I’m a heavy tokudb user because of the compression and I’m looking forward to seeing if a b+ lsm with compression is going to turn up in MySQL or even better Postgres.


Is there any reason Postgres or other projects could not adopt tokudb's solution?


Architecturally, MySQL went with a “the storage engine is a plug-in” and Postgres went with a more traditional “the storage is part of the core”.

Postgres has slowly grown some ... tolerance ... for alternative storage engines, via federation and forks like greenplum and timescaledb that put their own engines in, but they are always feeling like second class citizens and hitting integration limits.
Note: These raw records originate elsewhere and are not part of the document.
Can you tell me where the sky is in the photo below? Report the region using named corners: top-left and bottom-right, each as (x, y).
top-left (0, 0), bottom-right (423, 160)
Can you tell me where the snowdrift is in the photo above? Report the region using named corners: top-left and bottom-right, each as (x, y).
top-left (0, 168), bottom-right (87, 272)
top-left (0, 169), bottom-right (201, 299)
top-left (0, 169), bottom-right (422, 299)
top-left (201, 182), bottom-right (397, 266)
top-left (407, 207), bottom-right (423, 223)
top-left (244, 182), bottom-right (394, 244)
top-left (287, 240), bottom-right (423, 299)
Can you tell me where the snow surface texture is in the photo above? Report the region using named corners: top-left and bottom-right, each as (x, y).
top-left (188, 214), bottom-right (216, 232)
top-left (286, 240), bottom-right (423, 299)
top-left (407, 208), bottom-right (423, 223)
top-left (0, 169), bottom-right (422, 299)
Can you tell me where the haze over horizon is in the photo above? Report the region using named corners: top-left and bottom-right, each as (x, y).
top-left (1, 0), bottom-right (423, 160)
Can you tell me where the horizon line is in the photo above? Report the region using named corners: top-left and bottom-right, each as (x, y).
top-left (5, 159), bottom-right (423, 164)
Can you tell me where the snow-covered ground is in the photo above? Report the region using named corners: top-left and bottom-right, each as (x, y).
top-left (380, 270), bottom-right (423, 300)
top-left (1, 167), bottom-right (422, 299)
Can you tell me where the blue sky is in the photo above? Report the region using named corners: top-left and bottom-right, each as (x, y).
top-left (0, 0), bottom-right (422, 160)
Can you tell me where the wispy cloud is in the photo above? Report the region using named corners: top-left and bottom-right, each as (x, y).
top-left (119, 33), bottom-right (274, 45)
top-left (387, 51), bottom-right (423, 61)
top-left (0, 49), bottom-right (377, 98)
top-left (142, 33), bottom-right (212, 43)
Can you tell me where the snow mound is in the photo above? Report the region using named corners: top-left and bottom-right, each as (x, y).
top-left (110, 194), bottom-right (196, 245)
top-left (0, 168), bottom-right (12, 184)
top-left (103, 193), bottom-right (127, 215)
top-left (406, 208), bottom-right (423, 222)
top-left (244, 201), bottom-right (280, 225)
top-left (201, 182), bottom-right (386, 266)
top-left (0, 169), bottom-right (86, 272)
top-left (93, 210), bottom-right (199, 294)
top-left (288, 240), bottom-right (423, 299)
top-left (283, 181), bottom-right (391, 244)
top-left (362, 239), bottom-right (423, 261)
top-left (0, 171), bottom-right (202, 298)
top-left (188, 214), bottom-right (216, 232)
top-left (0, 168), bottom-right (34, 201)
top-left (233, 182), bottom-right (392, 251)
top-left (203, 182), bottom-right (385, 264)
What made you pick TokuDB instead of MyRocks?

I got the impression that TokuDB is pretty much dead. Hasn't Percona stopped updating TokuDB and is focusing on MyRocks instead?


I picked tokudb before myrocks existed.

Tokudb runs rings around myrocks. Particularly, it has better read/write perf and much better compression.

But it will disappear by MySQL 9. Tokudb died because it wasn’t widely adopted nor sponsored, not because it was worse tech.

I think the recent timescaledb stuff about compression is really promising. I hope Postgres moves towards built-in compression rather than telling people the fs should do it.


I hope TimescaleDB compression level will eventually reach VictoriaMetrics compression level for typical time series data :) [1]

[1] https://medium.com/@valyala/measuring-vertical-scalability-f...


Is source code available?


How does the performance compare to B-epsilon trees, which are B trees with a write buffer in each node to make writes more efficient.